When asked, during a speech in Edinburgh, if he wanted the PM to campaign in Scotland, the answer was a clear ‘no’. “I would say the best thing that Keir Starmer and the UK Labour government can do is be behind their doors and in their departments getting things right and changing our outcomes,” he said.
Still, Starmer did travel north in the middle of the month, and it was Scotland’s finances he wanted people to think about. The UK Government awarded a “record amount of money” to Holyrood at its last budget, the prime minister said in Perth, but questioned how it has been used. “I think across Scotland people are entitled to ask, ‘where has the money gone, John?” Starmer said.

Scottish Greens co-leader Ross Greer | Alamy
A good chunk of the cash is going towards easing the strain caused by inflation. The headline policy, the uplift of the Scottish Child Payment to £40 for families with a child under the age of one, comes after ministers reallocated funding that had been earmarked for the mitigation of the two-child cap.
The rate for older children will rise with inflation in a move Save the Children Scotland described as “a moment of hope”. But Chris Birt of the Joseph Rowntree Foundation said poverty-related funding currently fails to “meet the scale of action required”, given that “over a third of babies in Scotland currently live in a household in poverty”.
That scale, plus wider poverty indicators, are proof for organisations like Wellbeing Alliance Scotland that the current economic strategy isn’t working.
Successive Scottish Governments have made social justice a major focus, and in 2017 MSPs agreed legally-binding targets to reduce the number of children in relative poverty to less than 10 per cent by 2030. But interim targets have been missed and though the government has said the target can be met with the right actions, charities and think tanks have expressed doubt about that.

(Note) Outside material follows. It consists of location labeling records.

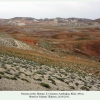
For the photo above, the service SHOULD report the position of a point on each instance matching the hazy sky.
(86, 9)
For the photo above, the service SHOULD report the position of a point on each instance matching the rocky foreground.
(20, 74)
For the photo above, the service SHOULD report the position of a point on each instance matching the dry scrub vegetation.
(58, 59)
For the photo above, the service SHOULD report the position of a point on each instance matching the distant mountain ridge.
(20, 21)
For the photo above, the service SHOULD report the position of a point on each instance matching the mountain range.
(21, 21)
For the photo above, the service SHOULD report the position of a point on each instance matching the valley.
(49, 57)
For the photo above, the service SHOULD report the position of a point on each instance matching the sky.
(51, 9)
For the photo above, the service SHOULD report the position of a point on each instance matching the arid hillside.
(52, 57)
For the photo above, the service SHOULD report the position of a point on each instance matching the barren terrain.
(49, 58)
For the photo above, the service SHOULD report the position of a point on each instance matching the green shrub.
(12, 78)
(0, 77)
(38, 79)
(72, 87)
(61, 79)
(45, 85)
(84, 88)
(25, 80)
(53, 82)
(76, 84)
(2, 73)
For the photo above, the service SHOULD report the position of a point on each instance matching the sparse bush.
(25, 80)
(67, 82)
(0, 77)
(61, 79)
(84, 88)
(2, 73)
(72, 87)
(12, 78)
(53, 82)
(45, 85)
(38, 79)
(8, 72)
(76, 84)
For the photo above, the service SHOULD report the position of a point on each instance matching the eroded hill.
(53, 57)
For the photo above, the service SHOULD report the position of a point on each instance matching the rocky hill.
(20, 21)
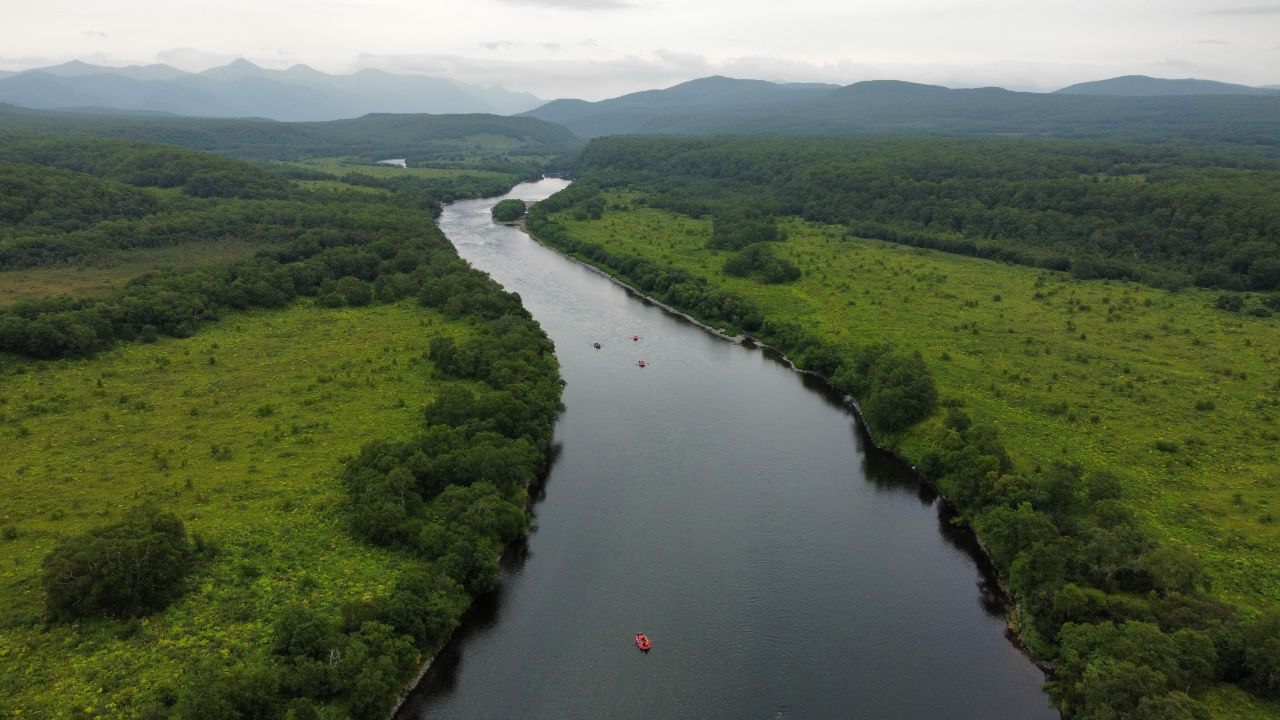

And while work is often cited as a route out of poverty, it’s a well-worn fact that most children in poverty are in working households. The government instigated the No One Left Behind employability scheme to help jobless parents into employment, but a report published in June found just 26 per cent of parents supported through the scheme had entered work, and indeed only 57 per cent of entrants had achieved any sort of “positive destination”, including entering education or training, gaining a qualification, undertaking work experience or volunteering.
For Glasgow University professor Gerry McCartney, a member of Wellbeing Alliance Scotland, a more radical reshaping of the economy is needed to unlock potential and ease inequality. “The current economic strategy is too similar to what we have seen for many years, and there are too many contradictions between the ongoing pursuit of economic growth and a wellbeing economy,” he said.

Scottish Lib Dems leader Alex Cole-Hamilton | Alamy
“We need a step-change to protect against climate change, to reduce poverty, and to create a flourishing society. The high inequalities and poverty in Scotland are generating unsustainable demands on our public services.”
Delivering her budget, Robison said: “Our ambition is for a society that is strong and an economy that is flourishing.”
It includes rates relief for hospitality, retail and tourism firms, as well as separate action for island companies, and targeted investment in the Grangemouth industrial cluster. Parliamentary debates are expected next month.
The Scottish Greens have praised commitments for a jet tax and new council tax bands for homes worth more than £1m but are pushing the government to “go further” and cut transport and childcare costs to “save families money”. The Lib Dems said measures including £36m business rates relief, £2.5m backing for young entrepreneurs and £651m college funding are down to them but warned they would squeeze ministers “for every penny”.
But the Tories have accused the government of treating economic growth like “an afterthought” and “stifling Scotland’s economic performance by making it harder and harder for businesses to recruit and retain skilled individuals” through a tax system that diverges from that of the rest of the UK.
It’s in the interests of the whole country that, between them, they get this right.